Spirit of Styria

Hightech, Sushi und DIE UNI DER ZUKUNFT

Ein Thinktank der Logistik, eine Technologie-Hochburg Österreichs und eine Universität, die sich den globalen Zukunftsfragen stellt: ILS-Mastermind Kajetan Bergles, Leobens Bürgermeister Kurt Wallner sowie der designierte Rektor der Montanuniversität Leoben Peter Moser im spannenden Dreier-Interview über den Mehrwert der Vernetzung und das Betriebssystem der Welt.

Leoben, Logistik und Lehrstuhl: ILS-Mastermind Kajetan Bergles (r.) mit Leobens Bürgermeister Kurt Wallner (l.) und dem designierten Rektor der Montanuniversität Leoben Peter Moser (M.)
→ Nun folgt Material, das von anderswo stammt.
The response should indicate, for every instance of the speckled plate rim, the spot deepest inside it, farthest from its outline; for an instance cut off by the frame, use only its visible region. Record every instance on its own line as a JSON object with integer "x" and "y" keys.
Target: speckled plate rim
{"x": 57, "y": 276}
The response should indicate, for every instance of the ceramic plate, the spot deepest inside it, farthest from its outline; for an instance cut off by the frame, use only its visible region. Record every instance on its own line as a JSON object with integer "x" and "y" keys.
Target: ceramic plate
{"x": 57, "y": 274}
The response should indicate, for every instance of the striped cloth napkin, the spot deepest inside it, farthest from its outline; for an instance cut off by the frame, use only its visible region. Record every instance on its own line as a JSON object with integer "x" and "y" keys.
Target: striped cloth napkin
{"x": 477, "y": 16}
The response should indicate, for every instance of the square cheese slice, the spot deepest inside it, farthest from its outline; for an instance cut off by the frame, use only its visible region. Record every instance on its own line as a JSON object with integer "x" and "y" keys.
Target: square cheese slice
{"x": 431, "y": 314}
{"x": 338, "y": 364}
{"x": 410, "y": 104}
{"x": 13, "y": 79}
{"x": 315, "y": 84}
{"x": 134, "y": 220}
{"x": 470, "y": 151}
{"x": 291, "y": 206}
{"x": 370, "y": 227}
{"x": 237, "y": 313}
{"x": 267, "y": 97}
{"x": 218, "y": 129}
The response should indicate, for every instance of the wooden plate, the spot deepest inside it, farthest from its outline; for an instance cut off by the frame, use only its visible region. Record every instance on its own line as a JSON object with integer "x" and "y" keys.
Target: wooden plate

Independent Logistics Society und Internationaler Logistik Sommer – seit dem Vorjahr ist alles anders. Oder doch nicht? Was genau ist die ILS?
BERGLES: Tatsächlich hat sich viel verändert. Alles begann mit einer Veranstaltung vor 21 Jahren rund ums Thema Logistik in Leoben – dem Internationalen Logistik Sommer (ILS). Mittlerweile hat sich die ILS in die Plattform „Independent Logistics Society“ verwandelt, die den Logistik Sommer als Main Event veranstaltet. Mit ILS365 können wir unseren Partnern eine hochwertige Plattform bieten, die wir 365 Tage im Jahr mit spannendem Content bespielen, darunter zahlreiche Micro-Events rund um Digitalisierung und Nachhaltigkeit – ein echter Mehrwert für unsere Partner. Wir dürfen nicht vergessen: Logistik ist das Betriebssystem der Welt. Heute mehr denn je. Viele Unternehmen sind längst Logistiker, ohne sich dessen bewusst zu sein – denn das Thema Logistik ist heute praktisch in jedem Unternehmen zentral.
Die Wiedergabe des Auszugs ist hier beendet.